I am interested in improving my PDQ's chain management: did you use a commercial pulley set ? (I can not tell from your photos.)


----------



## Amanda P (23 Aug 2010)

I got a pulley and a handy aluminium thingy which both holds the pulley and provides attachment points for chain tube from Optima. I also got some chain tube from them. I've also had chain tube from BikeFix in the past.

I'll try to remember to take and post some photos of the modifications if you like.


----------



## zoxed (23 Aug 2010)

Uncle Phil said:


> I got a pulley and a handy aluminium thingy which both holds the pulley and provides attachment points for chain tube from Optima...



Thanks: these parts look useful: are these what you used and did you have to modify any of them ?

http://www.recumbent...ey-bracket.html
http://www.recumbent...m-complete.html

Thanks, Simon


----------



## Amanda P (23 Aug 2010)

Those are the very ones, plus some chain tube and a few cable ties.

Rather than tie myself in knots remembering (probably wrongly) exactly what I did, I'll get a photo or two and post them - tomorrow with a bit of luck. A picture will probably make it all abundantly clear.


----------



## Amanda P (24 Aug 2010)

OK; here are the pictures.

Here's the idler and the mounting cage thingy that also holds the chain tubes.







The top run of the chain needs to run beneath the idler pulley. The tabs on the mounting cage have notches to allow cable ties to be used to secure the chain tubing. I've learned from experience that chain tube is slippery stuff and will slip through cable ties. I also learned from looking at Hase bikes that adhesive-lined heat-shrink tubing is the solution: you can see where I've used some to secure the cable tie to the tube, and the tube to the mounting cage tab.

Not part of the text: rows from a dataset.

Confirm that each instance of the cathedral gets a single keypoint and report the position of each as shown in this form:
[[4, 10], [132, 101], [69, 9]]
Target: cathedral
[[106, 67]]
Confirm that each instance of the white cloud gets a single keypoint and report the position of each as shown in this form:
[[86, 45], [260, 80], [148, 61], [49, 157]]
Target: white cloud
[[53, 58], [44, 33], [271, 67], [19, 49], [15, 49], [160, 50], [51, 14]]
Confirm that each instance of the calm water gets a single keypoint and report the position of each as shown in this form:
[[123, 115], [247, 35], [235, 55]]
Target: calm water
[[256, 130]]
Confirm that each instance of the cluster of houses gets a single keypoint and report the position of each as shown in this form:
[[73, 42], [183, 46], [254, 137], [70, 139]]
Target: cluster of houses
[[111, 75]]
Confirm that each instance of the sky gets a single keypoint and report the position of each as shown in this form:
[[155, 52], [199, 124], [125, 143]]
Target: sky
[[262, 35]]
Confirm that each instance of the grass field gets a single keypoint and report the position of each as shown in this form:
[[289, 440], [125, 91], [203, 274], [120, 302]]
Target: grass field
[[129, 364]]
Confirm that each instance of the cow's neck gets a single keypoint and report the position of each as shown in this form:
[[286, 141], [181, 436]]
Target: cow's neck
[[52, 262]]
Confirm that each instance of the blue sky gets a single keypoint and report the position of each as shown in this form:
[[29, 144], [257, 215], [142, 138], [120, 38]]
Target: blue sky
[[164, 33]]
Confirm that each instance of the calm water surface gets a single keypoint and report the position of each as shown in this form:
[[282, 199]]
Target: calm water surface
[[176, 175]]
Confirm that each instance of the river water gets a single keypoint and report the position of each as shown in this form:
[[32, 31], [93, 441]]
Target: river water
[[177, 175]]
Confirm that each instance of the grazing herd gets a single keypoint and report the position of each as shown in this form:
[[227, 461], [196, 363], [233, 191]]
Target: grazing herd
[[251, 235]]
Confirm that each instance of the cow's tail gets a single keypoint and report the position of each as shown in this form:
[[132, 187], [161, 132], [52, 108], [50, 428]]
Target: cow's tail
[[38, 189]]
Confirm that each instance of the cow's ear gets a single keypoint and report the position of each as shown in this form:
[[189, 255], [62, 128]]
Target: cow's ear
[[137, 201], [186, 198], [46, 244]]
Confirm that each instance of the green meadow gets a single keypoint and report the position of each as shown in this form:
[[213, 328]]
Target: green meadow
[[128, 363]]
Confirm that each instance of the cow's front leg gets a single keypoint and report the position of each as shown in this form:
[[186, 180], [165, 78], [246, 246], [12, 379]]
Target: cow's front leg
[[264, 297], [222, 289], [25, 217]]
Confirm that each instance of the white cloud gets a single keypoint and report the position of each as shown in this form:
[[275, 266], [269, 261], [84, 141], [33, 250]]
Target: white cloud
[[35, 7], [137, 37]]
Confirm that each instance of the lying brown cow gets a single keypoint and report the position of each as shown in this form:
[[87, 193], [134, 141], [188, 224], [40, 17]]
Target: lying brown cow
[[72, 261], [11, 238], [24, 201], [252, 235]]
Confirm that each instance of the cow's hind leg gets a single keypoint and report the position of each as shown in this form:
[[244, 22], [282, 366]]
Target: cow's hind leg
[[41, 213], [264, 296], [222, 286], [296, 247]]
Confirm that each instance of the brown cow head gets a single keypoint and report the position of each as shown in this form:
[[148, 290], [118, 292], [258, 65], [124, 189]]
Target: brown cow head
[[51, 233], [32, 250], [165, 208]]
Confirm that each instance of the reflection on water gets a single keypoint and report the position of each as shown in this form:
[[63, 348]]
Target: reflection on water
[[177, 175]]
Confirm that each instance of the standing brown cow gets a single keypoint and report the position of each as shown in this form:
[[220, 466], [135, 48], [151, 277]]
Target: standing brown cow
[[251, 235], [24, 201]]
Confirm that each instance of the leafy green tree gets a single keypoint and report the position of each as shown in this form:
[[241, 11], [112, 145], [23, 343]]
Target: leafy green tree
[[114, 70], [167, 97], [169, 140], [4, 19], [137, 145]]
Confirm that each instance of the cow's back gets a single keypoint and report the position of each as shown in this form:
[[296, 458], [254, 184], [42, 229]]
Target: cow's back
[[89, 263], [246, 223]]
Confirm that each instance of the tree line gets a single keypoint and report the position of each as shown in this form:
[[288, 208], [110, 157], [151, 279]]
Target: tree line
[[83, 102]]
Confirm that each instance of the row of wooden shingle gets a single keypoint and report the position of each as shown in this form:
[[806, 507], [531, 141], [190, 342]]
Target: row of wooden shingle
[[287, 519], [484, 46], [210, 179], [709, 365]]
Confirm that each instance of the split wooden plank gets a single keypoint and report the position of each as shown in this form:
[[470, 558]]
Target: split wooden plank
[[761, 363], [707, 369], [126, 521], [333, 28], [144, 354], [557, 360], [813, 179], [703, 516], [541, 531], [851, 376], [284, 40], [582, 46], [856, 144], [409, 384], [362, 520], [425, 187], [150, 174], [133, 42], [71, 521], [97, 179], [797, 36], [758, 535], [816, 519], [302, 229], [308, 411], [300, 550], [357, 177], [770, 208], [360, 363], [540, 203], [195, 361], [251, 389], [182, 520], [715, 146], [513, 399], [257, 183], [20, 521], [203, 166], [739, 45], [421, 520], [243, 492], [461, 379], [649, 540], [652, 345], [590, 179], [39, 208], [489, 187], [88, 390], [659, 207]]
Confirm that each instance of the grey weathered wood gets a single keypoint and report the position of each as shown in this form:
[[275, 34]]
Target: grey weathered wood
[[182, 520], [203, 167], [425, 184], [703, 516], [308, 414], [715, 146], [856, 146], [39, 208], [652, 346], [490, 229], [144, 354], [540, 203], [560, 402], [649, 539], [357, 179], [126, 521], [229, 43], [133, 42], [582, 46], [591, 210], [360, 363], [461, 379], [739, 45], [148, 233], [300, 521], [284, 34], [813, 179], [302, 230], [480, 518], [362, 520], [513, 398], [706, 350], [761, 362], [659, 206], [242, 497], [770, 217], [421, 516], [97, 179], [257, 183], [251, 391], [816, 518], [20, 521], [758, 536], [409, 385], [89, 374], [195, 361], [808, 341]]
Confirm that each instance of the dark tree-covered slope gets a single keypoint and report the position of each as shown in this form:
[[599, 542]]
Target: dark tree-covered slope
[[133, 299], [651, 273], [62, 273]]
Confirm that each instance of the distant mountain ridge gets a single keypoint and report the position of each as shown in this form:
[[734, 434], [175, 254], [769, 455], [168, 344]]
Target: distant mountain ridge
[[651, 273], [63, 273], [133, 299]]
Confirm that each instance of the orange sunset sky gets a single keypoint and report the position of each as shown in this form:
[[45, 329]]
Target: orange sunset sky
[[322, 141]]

Here's the idler seen from above. I think I just re-used the nut and bolt that held Pashley's original roller skate wheel to secure the pulley - it has a bearing built-in.






Here's the return run of the chain, in its chain tube, and how it's secured to the seat frame, with two more crossed cable ties. Not particularly elegant, but it works well.






Here's the whole bike, so you can see how the whole arrangement works.






And finally, because the handlebars are so short, the brake cables are forced to make a tight curve immediately on leaving the levers. That tends to make them stiff. So we fitted an extra pair of noodles to take the cable round the tight curve:






Incidentally, cables on 'bents generally tend to have long horizontal runs and downward loops. Rain will get inside and pool at the bottom of the loops and cause both inners and outers corrode, making the brakes and gears perform poorly. There's no easy way to prevent this happening, so I think you just have to plan to replace all the cables at least annually.


----------



## zoxed (24 Aug 2010)

Uncle Phil said:


> OK; here are the pictures...


Thanks for the pics Uncle Phil: that clarifies how it can work, and I think I will order these parts now (esp. as they are relatively cheap !!)
One question: I imagined the return tube could be fitted *under* the pulley, using the same tabs. Was there a particular reason for your choosing the 'high' route ?


----------



## Amanda P (24 Aug 2010)

The return chain tube could go under the pulley, and Optima do a bracket to support it very neatly. I never thought of using the tabs on the pulley bracket to support both chain runs.

The return run does need to be fairly high to clear the front wheel when steering tightly to the right, though. It may be that it just wasn't quite high enough when supported at the same height as the pulley; I don't remember.


----------